Lindsay began using the middle initial “A.” in order to pseudonymously write books about atheism and leftism in the predominantly conservative and Christian South.[2]

Lindsay, along with Peter Boghossian, is the co-author of How to Have Impossible Conversations: A Very Practical Guide,[6] a nonfiction book released in 2019 and published by Lifelong Books.[7] In 2020, Lindsay released the nonfiction book Cynical Theories, co-authored with Helen Pluckrose and published by Pitchstone Publishing.
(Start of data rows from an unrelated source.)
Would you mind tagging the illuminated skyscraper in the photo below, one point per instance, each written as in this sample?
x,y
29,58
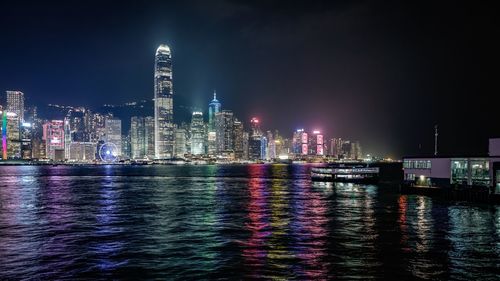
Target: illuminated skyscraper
x,y
53,134
142,137
113,129
238,138
197,134
255,141
180,147
15,103
214,107
224,123
164,107
10,131
316,144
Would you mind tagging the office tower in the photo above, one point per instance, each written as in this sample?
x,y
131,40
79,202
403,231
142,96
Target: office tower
x,y
96,127
113,133
197,133
11,137
255,127
356,152
180,147
238,139
263,148
255,140
67,138
149,135
271,146
214,107
137,139
15,103
346,149
26,141
126,146
245,145
163,104
82,151
142,137
224,127
53,134
336,147
315,143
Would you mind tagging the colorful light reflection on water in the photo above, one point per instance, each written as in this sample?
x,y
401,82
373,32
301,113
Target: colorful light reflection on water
x,y
232,222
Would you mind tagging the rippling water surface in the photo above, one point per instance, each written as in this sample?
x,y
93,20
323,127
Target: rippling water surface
x,y
232,222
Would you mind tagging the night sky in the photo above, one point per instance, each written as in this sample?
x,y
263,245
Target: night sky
x,y
380,72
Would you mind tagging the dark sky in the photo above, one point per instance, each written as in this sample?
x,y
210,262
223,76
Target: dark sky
x,y
380,72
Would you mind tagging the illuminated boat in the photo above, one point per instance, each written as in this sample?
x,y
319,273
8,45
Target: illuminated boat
x,y
346,172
The book became a Wall Street JournalUSA Today, and Publishers Weekly bestseller upon release.[8][9][10] Harvard University psychologist Steven Pinker praised the book for exposing “the surprisingly shallow intellectual roots of the movements that appear to be engulfing our culture”.[11] Tim Smith-Laingit charged it with “leaping from history to hysteria” in a Daily Telegraph review.[12]
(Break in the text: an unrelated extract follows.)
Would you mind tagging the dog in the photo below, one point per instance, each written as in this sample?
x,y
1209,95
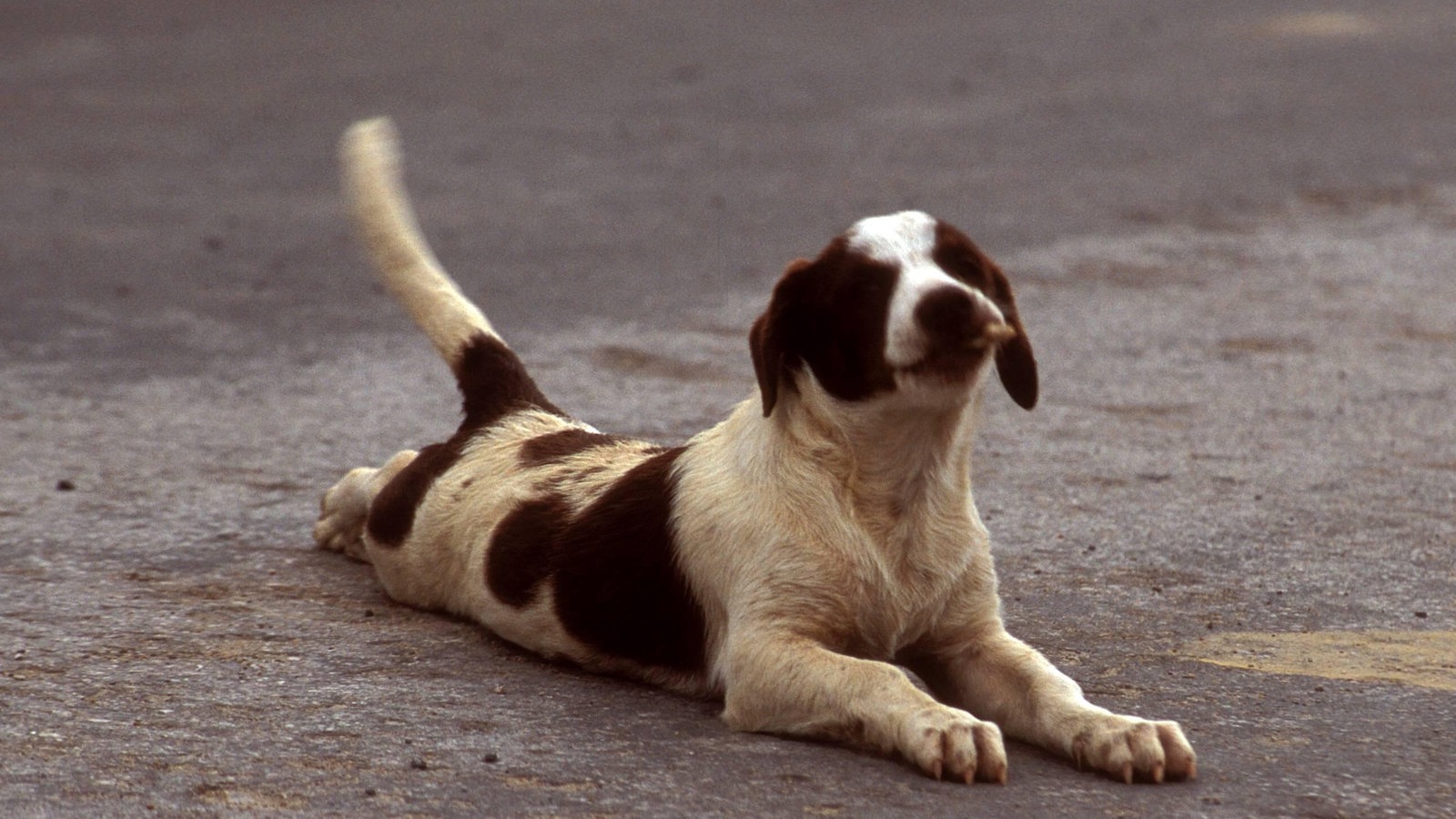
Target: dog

Lindsay has also appeared twice[13] on comedian Joe Rogan‘s podcast The Joe Rogan Experience.[14]

He is registered as a director of New Discourses LLC.[15]

Lindsay is a critic of woke culture, which he analogizes to religious belief.[25] He describes “the Social Justice Movement” as his “ideological enemy”, and wrote an essay branding the movement as “critical social justice”, arguing that “it’s nearly always best to name your enemy something that they would or do call themselves.”[26] In 2020, columnist Cathy Young described Lindsay as “an author with a large ‘anti-woke’ online following”.[27] Despite opposing Donald Trump in the 2016 United States presidential election, Lindsay announced his intention to vote for Trump in the 2020 United States presidential election, citing a perceived illiberalism on the left as the reason.[28]